The bus that leads up to my house is via Pear Street. This is a spire-inspired world, the streets are small and winding, the colors muted by an alway-sleeping sun. I don't know where to begin, but I am full of exhaustion, the coffee is disappointingly cool, weak as the milky blend I drank as a child. Even when the sky is clear, it feels moist and cold, I am waiting for the clouds to weep.
I miss New York, of course and everyone, but my missing is mediated by how tired I feel, by the quiet, by my curiosity incredibly awakened, with bright, bulging eyes. I have yet to explore the streets of Oxford, only my own, across the way from a school, and one small alleyway that I could not bear to pass.
My room is huge and bright with large, wall height windows that face out onto the front of the house. In the back is a large "garden" (yard) with groomed christmas trees (ahhh the Christmas trees, they follow me everywhere).
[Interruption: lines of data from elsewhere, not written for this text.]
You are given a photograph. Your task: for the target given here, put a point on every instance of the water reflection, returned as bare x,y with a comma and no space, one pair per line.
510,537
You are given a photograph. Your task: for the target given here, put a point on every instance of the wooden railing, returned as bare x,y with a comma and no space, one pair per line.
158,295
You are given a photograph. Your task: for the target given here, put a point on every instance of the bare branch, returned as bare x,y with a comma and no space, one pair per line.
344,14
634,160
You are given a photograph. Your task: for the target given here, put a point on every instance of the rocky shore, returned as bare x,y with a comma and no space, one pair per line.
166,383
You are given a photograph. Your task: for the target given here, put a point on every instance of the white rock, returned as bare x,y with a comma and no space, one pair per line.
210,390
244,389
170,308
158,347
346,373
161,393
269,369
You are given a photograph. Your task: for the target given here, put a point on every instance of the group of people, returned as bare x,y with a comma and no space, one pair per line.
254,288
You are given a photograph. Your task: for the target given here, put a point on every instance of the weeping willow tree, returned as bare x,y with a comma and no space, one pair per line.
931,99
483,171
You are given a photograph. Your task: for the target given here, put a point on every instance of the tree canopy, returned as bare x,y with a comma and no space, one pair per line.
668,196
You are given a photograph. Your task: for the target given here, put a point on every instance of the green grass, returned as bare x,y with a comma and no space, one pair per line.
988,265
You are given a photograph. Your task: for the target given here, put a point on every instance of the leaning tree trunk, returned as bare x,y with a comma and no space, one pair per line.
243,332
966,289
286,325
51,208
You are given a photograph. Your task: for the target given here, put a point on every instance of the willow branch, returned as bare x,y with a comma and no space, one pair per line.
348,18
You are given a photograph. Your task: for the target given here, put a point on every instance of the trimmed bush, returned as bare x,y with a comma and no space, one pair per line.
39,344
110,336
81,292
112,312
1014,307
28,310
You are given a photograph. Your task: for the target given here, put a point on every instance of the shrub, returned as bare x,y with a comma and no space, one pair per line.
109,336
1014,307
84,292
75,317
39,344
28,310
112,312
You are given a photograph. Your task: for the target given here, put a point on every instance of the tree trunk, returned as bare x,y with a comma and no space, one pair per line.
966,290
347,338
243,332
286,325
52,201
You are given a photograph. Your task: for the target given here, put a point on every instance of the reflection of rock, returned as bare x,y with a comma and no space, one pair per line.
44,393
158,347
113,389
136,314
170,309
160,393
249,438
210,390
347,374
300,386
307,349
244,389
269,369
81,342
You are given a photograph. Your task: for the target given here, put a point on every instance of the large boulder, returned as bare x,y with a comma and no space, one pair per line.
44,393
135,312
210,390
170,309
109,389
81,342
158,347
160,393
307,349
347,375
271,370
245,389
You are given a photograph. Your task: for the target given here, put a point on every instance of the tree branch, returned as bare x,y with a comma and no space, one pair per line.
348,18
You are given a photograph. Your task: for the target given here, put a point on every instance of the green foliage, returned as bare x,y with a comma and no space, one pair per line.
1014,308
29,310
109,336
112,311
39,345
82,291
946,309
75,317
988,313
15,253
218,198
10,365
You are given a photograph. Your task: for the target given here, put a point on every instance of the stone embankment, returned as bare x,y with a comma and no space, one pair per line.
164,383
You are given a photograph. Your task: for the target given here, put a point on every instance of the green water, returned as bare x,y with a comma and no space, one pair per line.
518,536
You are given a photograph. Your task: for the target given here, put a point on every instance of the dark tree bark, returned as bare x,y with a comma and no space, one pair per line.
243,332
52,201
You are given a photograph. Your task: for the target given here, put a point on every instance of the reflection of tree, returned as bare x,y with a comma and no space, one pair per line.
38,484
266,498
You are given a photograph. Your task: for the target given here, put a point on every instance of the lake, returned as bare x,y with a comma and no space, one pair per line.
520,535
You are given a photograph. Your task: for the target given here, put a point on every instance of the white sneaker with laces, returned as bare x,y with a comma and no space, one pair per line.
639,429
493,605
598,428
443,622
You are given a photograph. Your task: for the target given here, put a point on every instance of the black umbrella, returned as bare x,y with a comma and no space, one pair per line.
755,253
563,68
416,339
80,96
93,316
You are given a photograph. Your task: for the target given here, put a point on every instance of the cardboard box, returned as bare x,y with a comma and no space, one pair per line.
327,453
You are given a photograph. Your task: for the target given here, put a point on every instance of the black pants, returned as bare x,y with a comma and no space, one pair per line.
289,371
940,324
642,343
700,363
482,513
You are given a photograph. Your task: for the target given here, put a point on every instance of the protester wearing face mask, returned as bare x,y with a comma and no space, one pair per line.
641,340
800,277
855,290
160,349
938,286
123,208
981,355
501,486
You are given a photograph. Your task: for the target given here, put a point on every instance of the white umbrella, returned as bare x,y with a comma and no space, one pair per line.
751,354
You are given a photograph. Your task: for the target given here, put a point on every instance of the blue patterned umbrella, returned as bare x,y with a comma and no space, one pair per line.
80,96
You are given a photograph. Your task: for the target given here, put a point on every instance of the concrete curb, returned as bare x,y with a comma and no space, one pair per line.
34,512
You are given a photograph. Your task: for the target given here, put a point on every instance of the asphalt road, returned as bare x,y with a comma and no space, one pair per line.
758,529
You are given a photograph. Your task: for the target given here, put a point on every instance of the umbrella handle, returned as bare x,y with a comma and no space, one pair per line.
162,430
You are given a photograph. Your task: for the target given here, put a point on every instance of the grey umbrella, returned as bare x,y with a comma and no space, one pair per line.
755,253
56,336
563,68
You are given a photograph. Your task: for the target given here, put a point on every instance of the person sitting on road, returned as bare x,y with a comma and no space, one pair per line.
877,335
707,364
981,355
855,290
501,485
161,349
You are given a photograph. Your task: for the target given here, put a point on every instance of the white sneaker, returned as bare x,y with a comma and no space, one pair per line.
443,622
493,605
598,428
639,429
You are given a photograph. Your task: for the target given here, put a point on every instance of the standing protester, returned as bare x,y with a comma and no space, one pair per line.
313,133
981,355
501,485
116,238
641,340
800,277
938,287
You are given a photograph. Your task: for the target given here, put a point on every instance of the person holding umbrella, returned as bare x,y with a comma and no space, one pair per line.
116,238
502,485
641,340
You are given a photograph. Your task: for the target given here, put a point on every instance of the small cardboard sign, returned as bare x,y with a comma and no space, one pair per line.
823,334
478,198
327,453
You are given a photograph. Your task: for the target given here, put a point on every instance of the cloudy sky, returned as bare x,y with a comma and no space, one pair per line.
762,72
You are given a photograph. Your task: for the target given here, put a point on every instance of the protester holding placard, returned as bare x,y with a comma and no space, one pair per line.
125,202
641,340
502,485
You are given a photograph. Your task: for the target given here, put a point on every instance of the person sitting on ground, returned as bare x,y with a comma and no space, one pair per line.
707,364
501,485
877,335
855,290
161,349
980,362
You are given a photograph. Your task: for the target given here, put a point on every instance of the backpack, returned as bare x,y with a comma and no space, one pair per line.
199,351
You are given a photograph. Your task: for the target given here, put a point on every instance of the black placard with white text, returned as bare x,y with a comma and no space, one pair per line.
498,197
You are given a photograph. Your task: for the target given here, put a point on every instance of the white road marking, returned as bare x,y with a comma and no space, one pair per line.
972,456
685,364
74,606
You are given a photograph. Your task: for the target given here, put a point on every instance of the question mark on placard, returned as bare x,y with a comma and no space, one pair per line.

It feels like a mix between Telluride, a 70s studio and a hotel.
There is so much to say--of the small trains in London, climbable toy trains for me; of pence and getting caught without a ticket exiting the train (which I had bought and promptly lost); of red-wine receptions with ambassadors; cobble-stone streets that I had expected and then entertained; the un-doubtable skies; the disappointment of rose tea (blech); pubs costumed as lodges; roasted lamb and peach pudding; the confirmed knowledge that I would love Notting Hill.
I have never felt so old, so alone and so able in my entire life.